Charlène, elle aussi se réjouit de cette nouvelle reconnaissance. « On était un peu mises de côté, dit dans un sourire cette jeune étudiante désormais « à plein temps » derrière sa caisse. Alors oui les propos du Président font plaisir ». Mais qu'en attendre ? A cette question, un certain fatalisme teinté d'un vrai scepticisme reprend le dessus. « On aimerait bien croire que ces discours débouchent sur quelque chose. Mais on n’y croit pas, soupire Sylvie la responsable des caisses du magasin. On est blasé ».
Son homonyme du rayon presse espère quand même plus de reconnaissance, c'est à dire une rémunération supplémentaire via peut-être des ajustements sur l'ancienneté ou les grilles d'échelons de salaires. « Nous sommes au Smic » rappelle-t-elle. « Il y aura une prime », indique le directeur.

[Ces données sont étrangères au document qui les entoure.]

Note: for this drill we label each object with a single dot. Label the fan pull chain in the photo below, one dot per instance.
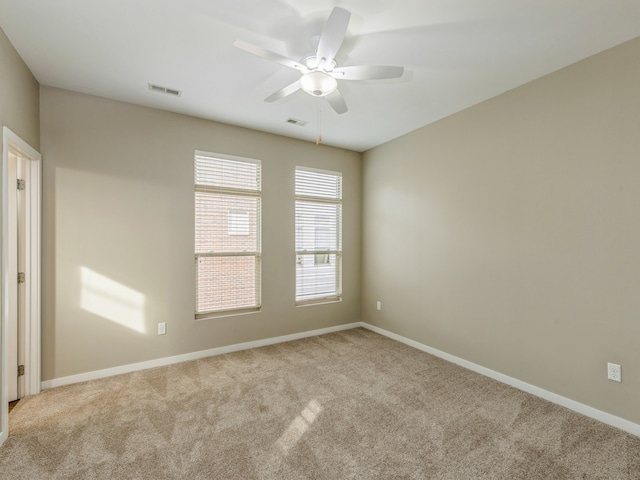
(318, 120)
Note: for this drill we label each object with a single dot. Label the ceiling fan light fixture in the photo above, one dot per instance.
(318, 84)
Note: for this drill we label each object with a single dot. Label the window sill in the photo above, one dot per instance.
(226, 313)
(319, 301)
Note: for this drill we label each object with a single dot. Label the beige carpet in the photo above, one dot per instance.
(346, 405)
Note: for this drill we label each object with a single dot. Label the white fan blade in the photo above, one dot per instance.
(332, 36)
(369, 72)
(274, 57)
(283, 92)
(337, 102)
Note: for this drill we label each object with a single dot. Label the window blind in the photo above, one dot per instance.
(227, 234)
(318, 217)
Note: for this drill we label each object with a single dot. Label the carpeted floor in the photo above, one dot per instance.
(352, 404)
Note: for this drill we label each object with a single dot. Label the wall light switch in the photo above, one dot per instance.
(614, 372)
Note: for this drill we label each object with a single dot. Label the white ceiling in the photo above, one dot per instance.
(456, 53)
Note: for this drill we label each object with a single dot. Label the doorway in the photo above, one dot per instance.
(20, 326)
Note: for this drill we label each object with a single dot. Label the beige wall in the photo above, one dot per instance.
(19, 95)
(118, 234)
(509, 234)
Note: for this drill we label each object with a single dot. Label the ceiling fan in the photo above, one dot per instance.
(319, 71)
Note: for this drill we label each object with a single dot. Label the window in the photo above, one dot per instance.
(227, 234)
(318, 235)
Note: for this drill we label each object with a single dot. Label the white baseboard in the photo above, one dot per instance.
(604, 417)
(160, 362)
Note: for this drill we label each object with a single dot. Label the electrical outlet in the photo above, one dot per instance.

L’agressivité de certains clients qui ne retombe pas
Pour l'heure, le quotidien de l'Intermarché de Brionne s'est réglé sur le rythme du confinement. Il y a moins de passage en caisse. Entre 600 et 800 par jour contre largement plus de 1 000 avant l'épidémie.
Des chiffres trompeurs qui reflètent mal une « ambiance anxiogène » que décrit Aurèlie. « Les clients sont nerveux, ils ne respectent pas forcément les règles, explique la caissière. Et cette situation s'aggrave. Il est temps que ça se termine ». Mêmes remarques chez Charlène : « le regard des clients n'a pas changé contrairement à ce que j'aurais pu croire. Il y a une agressivité croissante. Peut-être la conséquence d'un confinement qui dure ».
« Il y a des comportements difficiles à gérer » admet laconique Bruno Anselme. Depuis peu, une étiquette collée à l'entrée de chaque caisse intime aux clients plus de respect à l'égard des hôtesses de caisses tout en les invitant à plus d'amabilité et de courtoisie…
Dans ces conditions, « les nerfs des collègues commencent à lâcher. Le stress existe déjà à la maison, explique Aurélie, mère de 3 enfants, et je n'ai pas envie d'y importer celui du travail ». Alors parfois, la caissière de Brionne de retour chez elle le soir s'arrête quelques minutes dans la forêt toute proche. Pour y hurler seule son trop-plein d'angoisses.